G’Taklar used the light of the torch to study the room; the corridor seemed to be the only exit, so he led the frightened girl in that direction.
She followed close behind him and they entered the corridor. It was eight feet wide and turned out to be only fifteen feet long. It emptied into another chamber the same size as the one they had just left. This one was full of bones as well.
On the far side of this room, there was the beginning of another corridor. They climbed over the bones and continued.
They found themselves in a third room and like the first and second, it was filled with bones.
“Is there no end to these bones? I never want to touch another bone in my whole lifetime,” Rachael complained, trying to wipe the bone dust off her hands by rubbing them on her dress. She wasn’t getting anywhere because the dress was covered as well.
G’Taklar didn’t think it wise to point that out.
“Look!” he exclaimed pointing across the room and holding up the torch.

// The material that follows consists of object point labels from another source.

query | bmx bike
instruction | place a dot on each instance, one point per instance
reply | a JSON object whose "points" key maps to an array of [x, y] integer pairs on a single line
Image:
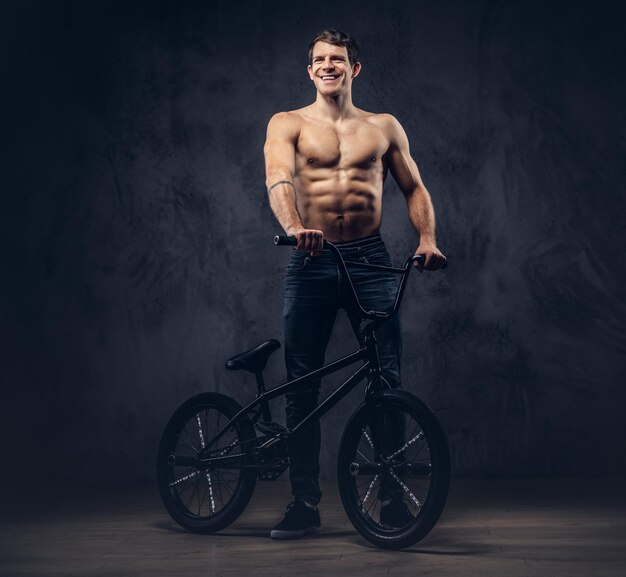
{"points": [[213, 450]]}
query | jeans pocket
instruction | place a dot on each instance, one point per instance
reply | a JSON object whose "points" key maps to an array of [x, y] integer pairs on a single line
{"points": [[299, 260]]}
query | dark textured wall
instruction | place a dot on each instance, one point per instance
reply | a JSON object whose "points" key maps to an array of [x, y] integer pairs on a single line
{"points": [[138, 251]]}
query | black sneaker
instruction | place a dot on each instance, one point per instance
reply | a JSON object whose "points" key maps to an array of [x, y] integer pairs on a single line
{"points": [[300, 520], [394, 513]]}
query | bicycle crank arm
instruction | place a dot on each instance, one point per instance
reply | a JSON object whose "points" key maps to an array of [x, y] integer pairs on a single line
{"points": [[228, 462], [415, 470]]}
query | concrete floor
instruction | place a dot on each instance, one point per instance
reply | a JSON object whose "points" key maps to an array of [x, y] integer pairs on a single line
{"points": [[503, 528]]}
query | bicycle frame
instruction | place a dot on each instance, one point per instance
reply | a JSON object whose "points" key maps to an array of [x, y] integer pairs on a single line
{"points": [[368, 352]]}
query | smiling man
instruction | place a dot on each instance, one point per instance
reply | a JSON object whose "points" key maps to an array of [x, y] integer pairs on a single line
{"points": [[326, 165]]}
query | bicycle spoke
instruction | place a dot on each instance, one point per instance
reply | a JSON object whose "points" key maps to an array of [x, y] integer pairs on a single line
{"points": [[200, 431], [208, 477], [406, 490], [185, 478], [417, 437], [369, 490], [368, 438]]}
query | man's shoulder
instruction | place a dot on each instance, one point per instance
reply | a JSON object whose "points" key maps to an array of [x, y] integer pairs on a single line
{"points": [[287, 117], [383, 119]]}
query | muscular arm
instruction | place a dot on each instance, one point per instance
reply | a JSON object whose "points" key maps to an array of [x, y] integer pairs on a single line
{"points": [[421, 212], [280, 155]]}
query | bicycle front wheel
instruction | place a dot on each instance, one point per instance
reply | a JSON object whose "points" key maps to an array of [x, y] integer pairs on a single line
{"points": [[393, 469], [201, 498]]}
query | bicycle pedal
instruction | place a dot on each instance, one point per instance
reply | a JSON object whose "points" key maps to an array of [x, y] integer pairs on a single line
{"points": [[271, 429], [272, 472]]}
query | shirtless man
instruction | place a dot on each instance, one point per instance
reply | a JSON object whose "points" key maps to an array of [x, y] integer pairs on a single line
{"points": [[325, 168]]}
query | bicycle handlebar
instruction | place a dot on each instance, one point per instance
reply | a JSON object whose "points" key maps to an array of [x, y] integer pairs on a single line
{"points": [[281, 240]]}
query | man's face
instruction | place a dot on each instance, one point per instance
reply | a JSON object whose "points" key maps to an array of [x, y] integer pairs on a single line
{"points": [[330, 70]]}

On the other side of the room they could see a large stone door, but when they climbed over the bones to the other side of the room, they found the door locked shut. G’Taklar tried pounding on it, but it didn’t budge. It felt solid enough to withstand an army.
Looking back at the piles of bones G’Taklar wondered if an army of creatures really had tried to escape this tomb.
Holding his torch up to better light the room, G’Taklar spotted a dark hole against the wall to the right of the door. Climbing over the bones they went and looked at the spot, it turned out to be a hole in the stone wall. They could see chip marks all around the edges.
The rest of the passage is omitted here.